Teresa Lipus argues that devoting company resources to produce adequate instructions for international users is both practical and ethical. She also provides a brief overview of the consumer protection measures that leading U.S. trade partners have implemented. She also presents the following guidelines for developing adequate instructions for international audiences: 1) define the scope of the instructions, 2) identify the audience, 3) describe the products functions and limitations, 4) identify the constraints, and 5) use durable materials. She offers tips for getting and keeping the attention of the audience. These tips are 1) organize the information, 2) structure the information, and 3) design the page layout. For aiding the comprehension of the readers, Lipus suggests that technical communicators write readable texts and design effective graphics. In an effort to motivate compliance, she says to make the instructions relevant and credible and to improve user recall of the information by organizing the information into small meaningful groups and providing concise summaries and on-product reminders. When presenting safety information, Lipus says to not only include the necessary safety messages but to also design effective safety messages. Before distributing instructions, they must be evaluated. She recommends testing the product and the accuracy of the instructions, communicating using means that reach users, and continuing to test and to inform users even after marketing. She explains that because the potential for making subtle but offensive errors is so high in international dealings, a language-sensitive native speaker from the target culture should always review the instructions before they are distributed to consumers. Although Lipus provides information in analyzing and writing for an international audience regarding consumer protection, the strategies offered can be applied to document preparation in general.
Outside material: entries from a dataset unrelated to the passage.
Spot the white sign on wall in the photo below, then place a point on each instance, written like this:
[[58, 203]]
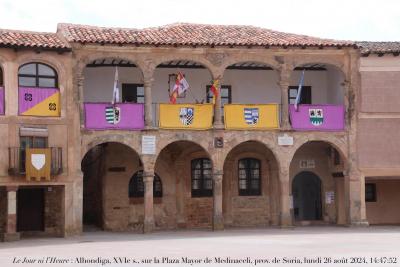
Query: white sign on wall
[[285, 140], [307, 164], [148, 145]]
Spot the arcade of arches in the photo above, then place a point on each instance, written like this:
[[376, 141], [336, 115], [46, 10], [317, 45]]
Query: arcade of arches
[[182, 181]]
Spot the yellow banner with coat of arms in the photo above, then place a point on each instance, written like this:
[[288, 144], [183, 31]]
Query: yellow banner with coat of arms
[[246, 117], [186, 116], [38, 164]]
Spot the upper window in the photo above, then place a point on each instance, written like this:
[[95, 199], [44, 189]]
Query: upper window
[[249, 177], [226, 96], [201, 177], [133, 93], [136, 185], [305, 97], [37, 75], [370, 192]]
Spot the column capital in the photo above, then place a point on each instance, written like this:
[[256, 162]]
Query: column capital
[[11, 188]]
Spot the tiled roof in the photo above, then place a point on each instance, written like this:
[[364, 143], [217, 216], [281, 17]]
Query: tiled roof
[[379, 47], [14, 38], [193, 34]]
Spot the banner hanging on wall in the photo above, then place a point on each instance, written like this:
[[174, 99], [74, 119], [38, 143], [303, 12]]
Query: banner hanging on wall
[[317, 117], [35, 101], [245, 117], [123, 116], [38, 164], [2, 101], [186, 116]]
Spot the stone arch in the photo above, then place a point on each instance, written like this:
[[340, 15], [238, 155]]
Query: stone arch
[[50, 60], [182, 205], [265, 140], [162, 144], [307, 201], [107, 168], [316, 155], [260, 208]]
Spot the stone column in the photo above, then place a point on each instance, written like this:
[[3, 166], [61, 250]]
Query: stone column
[[355, 199], [285, 205], [79, 99], [217, 107], [148, 224], [218, 218], [148, 109], [284, 83], [11, 233]]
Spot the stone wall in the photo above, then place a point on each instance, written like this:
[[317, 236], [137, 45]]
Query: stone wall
[[53, 210], [320, 154], [3, 209]]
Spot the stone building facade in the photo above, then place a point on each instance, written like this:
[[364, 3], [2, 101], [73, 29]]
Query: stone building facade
[[213, 177]]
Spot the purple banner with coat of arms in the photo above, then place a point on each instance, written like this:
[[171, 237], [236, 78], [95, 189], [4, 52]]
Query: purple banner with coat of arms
[[124, 116], [2, 101], [317, 117]]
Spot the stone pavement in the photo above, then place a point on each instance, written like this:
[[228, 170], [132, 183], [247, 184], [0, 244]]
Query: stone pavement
[[301, 246]]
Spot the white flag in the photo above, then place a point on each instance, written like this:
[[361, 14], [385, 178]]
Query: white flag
[[115, 90], [298, 97]]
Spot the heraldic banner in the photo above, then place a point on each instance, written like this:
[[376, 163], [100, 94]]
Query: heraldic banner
[[39, 102], [245, 117], [186, 116], [317, 117], [123, 116], [38, 164], [2, 101]]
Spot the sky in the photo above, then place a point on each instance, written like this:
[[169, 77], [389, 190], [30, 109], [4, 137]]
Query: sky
[[358, 20]]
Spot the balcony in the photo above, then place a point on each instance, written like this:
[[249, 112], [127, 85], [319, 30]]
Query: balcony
[[17, 156], [317, 117], [251, 116], [122, 116], [185, 116]]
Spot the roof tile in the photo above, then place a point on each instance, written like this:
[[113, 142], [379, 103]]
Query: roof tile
[[31, 39]]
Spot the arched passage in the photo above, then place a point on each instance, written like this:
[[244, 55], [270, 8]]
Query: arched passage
[[186, 170], [318, 164], [251, 186], [306, 192], [107, 169]]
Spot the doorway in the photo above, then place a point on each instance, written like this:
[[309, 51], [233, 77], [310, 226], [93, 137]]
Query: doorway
[[306, 191], [30, 209]]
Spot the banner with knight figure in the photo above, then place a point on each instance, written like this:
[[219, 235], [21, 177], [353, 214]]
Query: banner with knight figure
[[246, 117], [186, 116], [35, 101], [317, 117], [2, 103], [122, 116], [38, 164]]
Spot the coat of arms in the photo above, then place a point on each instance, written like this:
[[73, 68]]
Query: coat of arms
[[113, 114], [251, 115], [38, 161], [316, 116], [186, 116]]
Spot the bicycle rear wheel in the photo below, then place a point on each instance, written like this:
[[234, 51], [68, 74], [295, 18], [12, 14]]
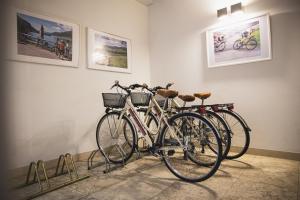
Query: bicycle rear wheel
[[152, 123], [116, 137], [222, 128], [194, 161], [240, 136]]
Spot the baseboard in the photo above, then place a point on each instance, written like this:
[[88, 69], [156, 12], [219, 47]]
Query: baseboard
[[275, 154], [270, 153], [22, 171]]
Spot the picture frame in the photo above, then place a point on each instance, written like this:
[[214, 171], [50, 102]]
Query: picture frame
[[245, 41], [108, 52], [43, 39]]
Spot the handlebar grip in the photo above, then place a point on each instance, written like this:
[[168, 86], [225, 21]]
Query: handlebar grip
[[169, 85]]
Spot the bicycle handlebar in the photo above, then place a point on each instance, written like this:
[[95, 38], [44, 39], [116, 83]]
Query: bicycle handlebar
[[117, 84], [144, 86]]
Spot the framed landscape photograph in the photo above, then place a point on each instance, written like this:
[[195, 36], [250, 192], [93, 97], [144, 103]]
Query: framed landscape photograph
[[45, 40], [242, 42], [108, 52]]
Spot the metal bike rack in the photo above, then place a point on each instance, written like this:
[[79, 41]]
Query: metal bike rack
[[33, 175]]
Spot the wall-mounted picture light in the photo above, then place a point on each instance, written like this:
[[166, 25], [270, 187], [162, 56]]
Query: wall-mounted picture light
[[234, 9]]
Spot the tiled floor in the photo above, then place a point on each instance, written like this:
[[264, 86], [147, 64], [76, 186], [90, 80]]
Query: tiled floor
[[250, 177]]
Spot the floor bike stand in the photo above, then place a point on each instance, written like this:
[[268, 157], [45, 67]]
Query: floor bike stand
[[37, 173]]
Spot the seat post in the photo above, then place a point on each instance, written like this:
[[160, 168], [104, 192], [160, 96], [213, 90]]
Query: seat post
[[202, 102]]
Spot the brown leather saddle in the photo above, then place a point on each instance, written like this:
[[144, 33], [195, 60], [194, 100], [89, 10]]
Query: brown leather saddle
[[202, 95], [167, 93], [186, 98]]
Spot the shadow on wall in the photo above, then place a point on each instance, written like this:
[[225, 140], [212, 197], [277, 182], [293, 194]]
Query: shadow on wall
[[55, 140], [281, 27]]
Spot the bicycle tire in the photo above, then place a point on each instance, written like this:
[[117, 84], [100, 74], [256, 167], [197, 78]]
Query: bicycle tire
[[223, 129], [252, 46], [131, 141], [246, 133], [173, 168]]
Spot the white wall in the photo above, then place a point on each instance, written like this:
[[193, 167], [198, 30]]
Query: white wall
[[266, 93], [55, 109]]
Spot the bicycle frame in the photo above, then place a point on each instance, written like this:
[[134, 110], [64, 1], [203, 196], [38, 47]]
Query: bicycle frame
[[141, 125]]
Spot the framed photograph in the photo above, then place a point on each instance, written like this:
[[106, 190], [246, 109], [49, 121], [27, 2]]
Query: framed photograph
[[242, 42], [108, 52], [45, 40]]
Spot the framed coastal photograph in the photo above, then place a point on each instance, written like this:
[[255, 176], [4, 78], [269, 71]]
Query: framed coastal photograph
[[108, 52], [242, 42], [42, 39]]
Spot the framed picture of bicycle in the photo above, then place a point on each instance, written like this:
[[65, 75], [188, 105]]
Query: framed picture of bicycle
[[108, 52], [242, 42], [43, 39]]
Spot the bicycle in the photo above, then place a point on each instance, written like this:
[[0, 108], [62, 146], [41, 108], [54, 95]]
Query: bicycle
[[173, 139], [232, 127], [239, 129], [218, 122]]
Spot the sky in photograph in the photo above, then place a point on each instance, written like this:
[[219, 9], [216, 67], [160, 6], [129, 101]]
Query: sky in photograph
[[49, 26], [109, 41]]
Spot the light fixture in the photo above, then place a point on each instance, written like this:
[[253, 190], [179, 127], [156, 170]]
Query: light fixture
[[236, 8], [222, 12]]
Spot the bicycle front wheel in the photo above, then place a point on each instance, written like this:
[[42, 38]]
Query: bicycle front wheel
[[116, 137], [185, 147]]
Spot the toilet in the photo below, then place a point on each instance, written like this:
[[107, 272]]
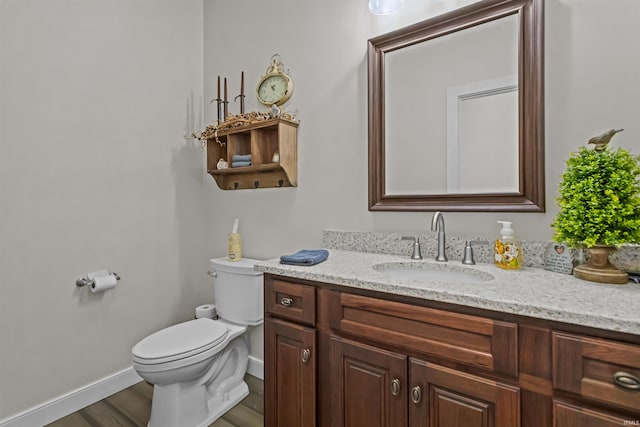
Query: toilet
[[197, 367]]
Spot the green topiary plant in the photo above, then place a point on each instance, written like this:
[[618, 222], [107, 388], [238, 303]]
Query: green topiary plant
[[599, 197]]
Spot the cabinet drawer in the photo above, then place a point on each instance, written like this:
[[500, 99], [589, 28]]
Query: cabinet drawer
[[568, 415], [603, 370], [472, 340], [290, 301]]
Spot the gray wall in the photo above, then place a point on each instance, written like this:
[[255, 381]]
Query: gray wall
[[94, 173]]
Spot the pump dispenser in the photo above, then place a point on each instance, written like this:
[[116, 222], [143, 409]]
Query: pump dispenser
[[508, 253], [235, 243]]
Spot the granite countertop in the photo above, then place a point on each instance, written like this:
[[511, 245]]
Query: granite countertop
[[532, 292]]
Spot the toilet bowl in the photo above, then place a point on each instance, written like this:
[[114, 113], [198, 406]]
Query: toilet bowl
[[197, 367]]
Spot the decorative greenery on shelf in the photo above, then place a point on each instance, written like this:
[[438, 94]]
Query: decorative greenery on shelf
[[599, 197]]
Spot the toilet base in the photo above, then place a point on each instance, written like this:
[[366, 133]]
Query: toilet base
[[222, 404], [218, 405]]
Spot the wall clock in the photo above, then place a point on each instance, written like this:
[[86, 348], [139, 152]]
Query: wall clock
[[276, 86]]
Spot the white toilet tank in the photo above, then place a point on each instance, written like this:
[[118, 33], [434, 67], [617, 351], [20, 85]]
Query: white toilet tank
[[238, 291]]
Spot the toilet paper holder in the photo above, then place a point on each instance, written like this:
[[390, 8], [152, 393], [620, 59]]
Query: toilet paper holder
[[85, 281]]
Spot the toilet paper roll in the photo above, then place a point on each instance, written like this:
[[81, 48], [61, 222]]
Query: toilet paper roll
[[102, 283], [207, 311]]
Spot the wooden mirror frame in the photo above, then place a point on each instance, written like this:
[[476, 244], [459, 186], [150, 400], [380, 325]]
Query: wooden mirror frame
[[530, 197]]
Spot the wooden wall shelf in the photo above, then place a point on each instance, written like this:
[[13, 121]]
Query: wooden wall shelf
[[261, 140]]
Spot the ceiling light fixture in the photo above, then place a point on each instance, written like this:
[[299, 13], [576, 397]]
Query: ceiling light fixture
[[384, 7]]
Jenni Swenson, Helen Constantinides, and Laura Gurak, in their case study, address the problem of defining medical web site credibility and identifying the gap in web design research that fails to recognize or address specific audience needs in web site design. The information they gathered assisted the researchers in identifying and fulfilling specific audience needs, describing a framework, and presenting a case study in audience-driven Web design. The researchers used the qualitative method of conducting a survey to find the audience of the Algenix, Inc. Web site. Algenix is a biomedical liver disease management company. The study showed that an audience-driven design would do more to reassure the audience that personal information would not be collected without consent as well as provide clear policies of security, privacy, and data collection. The survey informed the researchers that the audience would also like to experience a site with minimal graphics and short download times and one that is intuitive and easy to navigate. This study illustrates how an audience analysis should not only address what the users are able to do but also what they, as the users, would prefer.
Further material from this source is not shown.